Sagaan Sag, on the Olkhon Island (Lake Baikal), is a sacred place where cultural boundaries and religions intersect. In my childhood I spent a lot of time there. I have observed how this quiet and private space transformed into a tourist mecca. I shoot in the most difficult period of the year, in December and January. This is the time of the year when Lake Baikal just begins to freeze up and a huge amount of water evaporates into the atmosphere, isolating the island from the world. There are no tourists because of the extremely cold temperatures and the lack of ferry connections, so the space ‘returns to itself’, leaving only traces and a small number of local residents. By capturing different objects of human activity against the backdrop of a never changing landscape, I draw attention to the pettiness of our size and that we, as mankind, are transient in relation to the vastness of time and space.

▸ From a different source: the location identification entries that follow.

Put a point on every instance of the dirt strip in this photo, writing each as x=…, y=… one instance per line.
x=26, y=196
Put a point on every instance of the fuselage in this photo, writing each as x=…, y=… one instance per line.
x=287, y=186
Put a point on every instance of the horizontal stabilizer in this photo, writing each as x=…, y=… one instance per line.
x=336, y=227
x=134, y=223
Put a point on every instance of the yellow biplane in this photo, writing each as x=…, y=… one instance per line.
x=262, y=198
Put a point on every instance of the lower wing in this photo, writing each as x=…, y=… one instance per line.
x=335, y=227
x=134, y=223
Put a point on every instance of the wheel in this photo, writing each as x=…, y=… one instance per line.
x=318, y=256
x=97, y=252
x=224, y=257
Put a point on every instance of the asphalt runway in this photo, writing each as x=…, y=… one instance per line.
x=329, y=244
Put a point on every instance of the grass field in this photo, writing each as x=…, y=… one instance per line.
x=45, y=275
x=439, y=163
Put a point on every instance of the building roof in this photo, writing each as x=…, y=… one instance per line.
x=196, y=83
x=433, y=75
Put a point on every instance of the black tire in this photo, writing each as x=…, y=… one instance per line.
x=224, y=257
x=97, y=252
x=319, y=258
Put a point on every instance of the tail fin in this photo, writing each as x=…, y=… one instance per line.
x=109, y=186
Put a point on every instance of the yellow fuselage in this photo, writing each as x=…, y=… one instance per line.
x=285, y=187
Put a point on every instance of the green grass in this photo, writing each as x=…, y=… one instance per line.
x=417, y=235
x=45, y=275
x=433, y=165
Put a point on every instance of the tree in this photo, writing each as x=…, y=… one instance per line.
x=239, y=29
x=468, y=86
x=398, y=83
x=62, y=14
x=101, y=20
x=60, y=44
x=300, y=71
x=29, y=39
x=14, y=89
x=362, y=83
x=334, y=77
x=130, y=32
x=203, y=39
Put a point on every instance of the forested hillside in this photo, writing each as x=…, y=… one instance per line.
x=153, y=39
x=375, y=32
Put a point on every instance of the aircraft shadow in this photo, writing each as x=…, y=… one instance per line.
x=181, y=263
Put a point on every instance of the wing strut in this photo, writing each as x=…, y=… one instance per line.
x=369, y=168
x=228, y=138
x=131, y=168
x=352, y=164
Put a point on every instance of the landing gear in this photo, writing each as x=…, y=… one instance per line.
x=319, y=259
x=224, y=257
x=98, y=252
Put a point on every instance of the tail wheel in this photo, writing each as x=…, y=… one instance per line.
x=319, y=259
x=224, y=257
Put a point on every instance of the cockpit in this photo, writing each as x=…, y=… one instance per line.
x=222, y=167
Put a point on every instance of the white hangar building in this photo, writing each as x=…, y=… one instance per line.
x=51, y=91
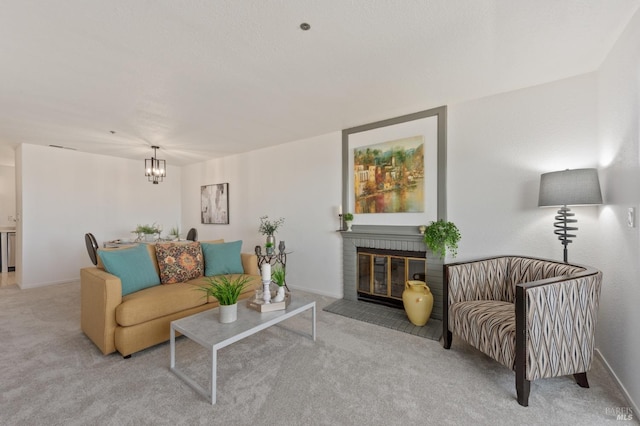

 What’s next for you? Will you continue exploring the aspects of isolation?
 
Currently I continue my work in the far north of Russia, again on the theme of isolation. There is this very remote village in the district of the Nizhnaya Tunguska River. You can get there only twice a month by helicopter. Modern civilization has only penetrated into this territory very slowly and sporadically. This ‘encapsulation’ in time and space, imbued with mythology, is unique and is associated with my family, as a big part of my family has been living there for more than 300 years.